DH's Father/Mother- Mother responded
DH's Brother/Sister In Law- no response
My Father/Mother- Mother responded
My Younger sister- responded (I actually read it to her prior to sending it out)
My Older sister/Brother-In-Law- no response.
I didn't really expect my older sister and her husband or my brother-in-law and his wife to respond. I don't think it was a negative reaction they just tend not to communicate very often. There also is a good chance my brother-in-law and sister-in-law have yet to read the e-mail but I could be wrong.
So the first response I got was from my sister. She even had indicated herself that she didn't know how to refer to adoption related topics and was part of the catalyst to get the letter written. Having her help edit the letter was helpful because I could have a perspective of someone that knew nothing. She e-mailed me a response ending with the affirmation that we are going to be great parents (I swear I wasn't fishing for complements by sending this letter but I think almost every response included this affirmation).

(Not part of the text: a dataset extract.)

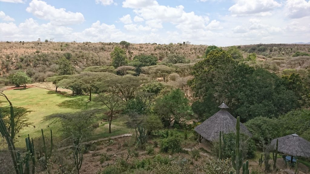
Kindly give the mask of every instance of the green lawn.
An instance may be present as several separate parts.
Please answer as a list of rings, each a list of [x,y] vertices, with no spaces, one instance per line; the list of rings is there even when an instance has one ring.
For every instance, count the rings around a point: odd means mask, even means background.
[[[43,122],[43,117],[46,115],[56,113],[73,112],[81,109],[91,108],[94,107],[93,102],[88,102],[87,96],[66,97],[45,89],[34,87],[24,90],[8,90],[3,93],[7,96],[13,106],[22,107],[33,111],[28,115],[30,122],[33,123],[20,132],[18,141],[16,144],[17,147],[24,145],[24,138],[29,134],[31,137],[35,137],[41,135],[41,129],[43,129],[45,135],[49,136],[49,129],[53,131],[53,137],[60,135],[57,131],[59,125],[50,124],[49,122]],[[0,106],[7,106],[4,98],[0,98]],[[114,120],[112,122],[112,133],[109,134],[108,125],[100,125],[95,131],[91,140],[104,138],[108,136],[126,133],[130,132],[124,125],[124,120]],[[48,127],[49,126],[49,127]]]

My Mother-In-Law was the second response to which she indicated that November was a special month because it was her birthday, her husbands birthday and her mothers birthday. She also indicated that she thought her mother (who passed about a year before I met DH) had a hand in our adoption. My personal reaction to the letter was that it was a bit self centered but honestly I dont really care as long as she got my message. This hopefully will give me a place to help reframe her language when she says things that are not adoption friendly. That was and is the objective of the letter- to create a framework to work from. I'm sure she is going to say things that will make me cringe again but now I can say to her "Why dont you just refer to the baby as a baby or your grandchild vs (insert what she said here)?"

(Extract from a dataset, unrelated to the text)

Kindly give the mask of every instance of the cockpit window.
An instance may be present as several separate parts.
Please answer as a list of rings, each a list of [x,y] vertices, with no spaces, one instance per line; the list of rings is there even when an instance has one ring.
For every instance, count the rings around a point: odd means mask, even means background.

My mother took a LONG time to respond (I just looked back- it took 2 days I guess it wasn't that long but it seemed like forever). She didn't say much it was brief but thanked us for putting the time into the letter and told us she is looking forward to being a grandparent. What I think was key though was that she responded to the family mailing group.

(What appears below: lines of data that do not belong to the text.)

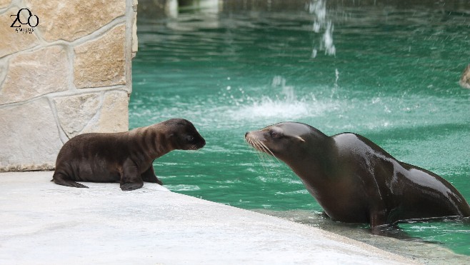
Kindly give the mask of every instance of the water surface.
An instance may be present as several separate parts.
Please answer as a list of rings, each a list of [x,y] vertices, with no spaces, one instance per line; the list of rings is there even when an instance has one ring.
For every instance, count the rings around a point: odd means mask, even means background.
[[[318,8],[139,17],[131,128],[182,117],[207,143],[158,159],[157,175],[176,192],[317,216],[299,179],[244,141],[247,131],[294,121],[362,134],[470,200],[470,90],[458,84],[470,63],[470,14],[372,5],[322,17]],[[469,224],[400,227],[470,255]]]

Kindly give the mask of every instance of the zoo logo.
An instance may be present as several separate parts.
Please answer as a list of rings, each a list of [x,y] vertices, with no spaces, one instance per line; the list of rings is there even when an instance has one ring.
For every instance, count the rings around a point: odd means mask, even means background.
[[[20,14],[21,13],[21,11],[23,10],[26,10],[26,11],[28,11],[28,13],[29,13],[29,16],[28,16],[28,21],[26,23],[23,23],[23,21],[21,21],[21,19],[20,18]],[[18,14],[16,14],[16,15],[10,15],[10,16],[16,16],[16,19],[15,19],[13,21],[13,23],[11,24],[11,26],[10,26],[10,28],[21,28],[21,25],[29,25],[29,26],[31,26],[31,28],[34,28],[39,24],[39,18],[38,17],[38,16],[33,15],[32,13],[31,13],[31,11],[29,11],[29,9],[21,9],[18,11]],[[36,16],[36,24],[33,26],[31,24],[31,18],[34,17],[34,16]],[[16,25],[16,22],[19,22],[19,25]],[[34,19],[33,19],[32,22],[34,23]],[[21,29],[20,29],[20,31],[19,31],[18,29],[16,29],[16,31],[18,31],[18,32],[23,31]],[[33,31],[33,29],[31,29],[30,31]]]

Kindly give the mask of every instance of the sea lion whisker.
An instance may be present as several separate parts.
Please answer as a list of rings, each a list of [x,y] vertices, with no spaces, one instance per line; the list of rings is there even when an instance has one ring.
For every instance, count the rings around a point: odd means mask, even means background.
[[[260,141],[259,144],[261,144],[261,145],[263,146],[265,148],[265,149],[267,150],[269,152],[269,154],[271,154],[271,155],[273,156],[278,161],[279,161],[279,159],[277,157],[276,157],[276,156],[272,152],[272,151],[271,151],[271,149],[268,146],[266,146],[266,144],[264,144],[264,143]]]

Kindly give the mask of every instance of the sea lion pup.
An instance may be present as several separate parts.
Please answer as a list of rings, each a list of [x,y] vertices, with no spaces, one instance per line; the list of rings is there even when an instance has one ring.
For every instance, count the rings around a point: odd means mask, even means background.
[[[328,136],[282,122],[247,132],[245,139],[285,162],[333,220],[369,223],[381,234],[400,221],[470,216],[469,204],[445,179],[397,161],[360,135]]]
[[[88,187],[75,181],[120,181],[123,191],[140,189],[144,181],[161,185],[154,160],[173,150],[196,150],[205,144],[193,124],[182,119],[126,132],[84,134],[62,146],[52,181],[77,188]]]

So When we finally talked about the letter (we talk every day and I dont think we talked about the e-mail for another few days) she said "thinking back I'm sure I've said some of those things but I just didn't know" I told her that I'm sure she had as well but I feel like I can TELL her when she says something that hurts (well most of the time).
She then went on to share my fathers reaction which was "when it comes to 'politically correct' terminology for things we are not familiar with we have to turn to those involved and go with what makes them comfortable." It made me wonder if one of my sisters had called or if my mother had challenged the language of the e-mail. Either way I think its true. Some of the language I'm not fully sold on and can be flexible with; however this language was created with all perspectives of the triad (birthparents, adoptees, adoptive parents) we all have to respect the language and try to do whats best/right for our families as well.
I think what is key is that the door is open for communication both ways. I now hopefully will feel comfortable educating my in-laws on adoption and they hopefully will feel comfortable coming to me when they are not sure how to address an issue. The letter provoked so much more anxiety then was required. I wish I had done it sooner.